In the above formula
Wherein R ₁ , R ₂ , R ₃ , R ₄ , R ₅ , R ₆ , R ₇ , R ₈ , R ₉ , R ₁₀ and R ₁₁ are independently selected from the group consisting of hydrogen and deuterium;
At least one of R ₁ , R ₂ , R ₃ , R ₄ , R ₅ , R ₆ , R ₇ , R ₈ , R ₉ , R ₁₀ and R ₁₁ is deuterium. 17. The compound of claim 16, wherein said disorder is systemic sclerosis. 17. The compound of claim 16, wherein said disorder is systemic sclerosis-associated pulmonary fibrosis.
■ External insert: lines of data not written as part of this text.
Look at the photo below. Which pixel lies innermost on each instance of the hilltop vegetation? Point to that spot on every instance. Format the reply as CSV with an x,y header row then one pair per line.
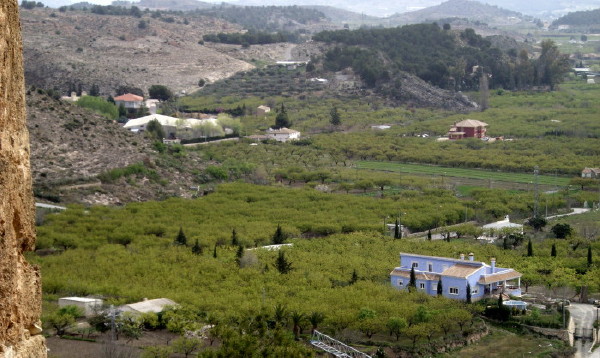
x,y
589,19
268,18
439,56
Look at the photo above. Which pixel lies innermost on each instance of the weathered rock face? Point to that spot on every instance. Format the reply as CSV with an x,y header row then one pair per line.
x,y
20,285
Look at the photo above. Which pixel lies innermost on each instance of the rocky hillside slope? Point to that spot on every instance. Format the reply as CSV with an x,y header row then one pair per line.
x,y
65,49
20,282
71,147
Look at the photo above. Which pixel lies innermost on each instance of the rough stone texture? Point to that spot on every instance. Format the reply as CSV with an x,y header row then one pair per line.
x,y
20,285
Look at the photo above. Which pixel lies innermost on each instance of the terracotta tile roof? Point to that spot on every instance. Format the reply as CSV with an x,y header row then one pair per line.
x,y
129,97
501,276
470,123
430,276
460,270
283,131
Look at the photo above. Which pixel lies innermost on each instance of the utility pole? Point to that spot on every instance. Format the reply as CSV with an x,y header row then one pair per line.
x,y
536,192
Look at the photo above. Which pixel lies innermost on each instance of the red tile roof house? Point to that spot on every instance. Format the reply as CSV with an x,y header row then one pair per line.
x,y
592,173
469,128
129,100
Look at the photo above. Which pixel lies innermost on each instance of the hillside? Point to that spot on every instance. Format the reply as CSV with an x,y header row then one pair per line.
x,y
471,10
74,47
580,19
71,147
176,5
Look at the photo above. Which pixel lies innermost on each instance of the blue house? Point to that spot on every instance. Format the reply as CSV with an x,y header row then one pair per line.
x,y
484,280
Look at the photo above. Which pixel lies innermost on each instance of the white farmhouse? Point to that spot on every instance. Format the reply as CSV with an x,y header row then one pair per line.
x,y
156,305
171,125
282,134
129,101
89,306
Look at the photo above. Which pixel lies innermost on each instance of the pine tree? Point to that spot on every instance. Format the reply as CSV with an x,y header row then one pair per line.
x,y
335,117
354,277
181,239
413,278
278,237
234,239
282,264
197,249
468,292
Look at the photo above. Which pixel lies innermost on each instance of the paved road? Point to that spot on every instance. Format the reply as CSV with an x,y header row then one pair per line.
x,y
48,206
584,316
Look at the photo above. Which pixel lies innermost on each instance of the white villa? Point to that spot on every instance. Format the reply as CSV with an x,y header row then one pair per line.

The method of claim 16, wherein at least one of R ₁ , R ₂ , R ₃ , R ₄ , R ₅ , R ₆ , R ₇ , R ₈ , R ₉ , R ₁₀ , and R ₁₁ independently comprises at least about 98% &Lt; / RTI &gt; The method of claim 16, wherein at least one of R ₁ , R ₂ , R ₃ , R ₄ , R ₅ , R ₆ , R ₇ , R ₈ , R ₉ , R ₁₀ , and R ₁₁ independently comprises at least about 90% &Lt; / RTI &gt; 17. The method of claim 16 wherein at least one of R ₁ , R ₂ , R ₃ , R ₄ , R ₅ , R ₆ , R ₇ , R ₈ , R ₉ , R ₁₀ , and R ₁₁ independently comprises at least about 50% &Lt; / RTI &gt; The method of claim 16, wherein at least one of R ₁ , R ₂ , R ₃ , R ₄ , R ₅ , R ₆ , R ₇ , R ₈ , R ₉ , R ₁₀ , and R ₁₁ independently comprises at least about 10% &Lt; / RTI &gt; 17. The compound of claim 16 selected from the group consisting of:

Or a pharmaceutically acceptable salt or solvate thereof. 24. The compound of claim 23, wherein each of said positions denoted as D has a deuterium concentration of at least 98%. 24. The compound of claim 23, wherein each of said positions denoted as D has a deuterium concentration of at least 90%. 24. The compound of claim 23, wherein each of said positions denoted as D has a deuterium concentration of at least 50%. 24. The compound of claim 23 wherein each of said positions denoted D has a deuterium concentration of at least 10%. 24. The method of claim 23,

/ RTI &gt; 29. The compound of claim 28, wherein said disorder is systemic sclerosis. 29. The compound of claim 28, wherein said disorder is systemic sclerosis-associated pulmonary fibrosis.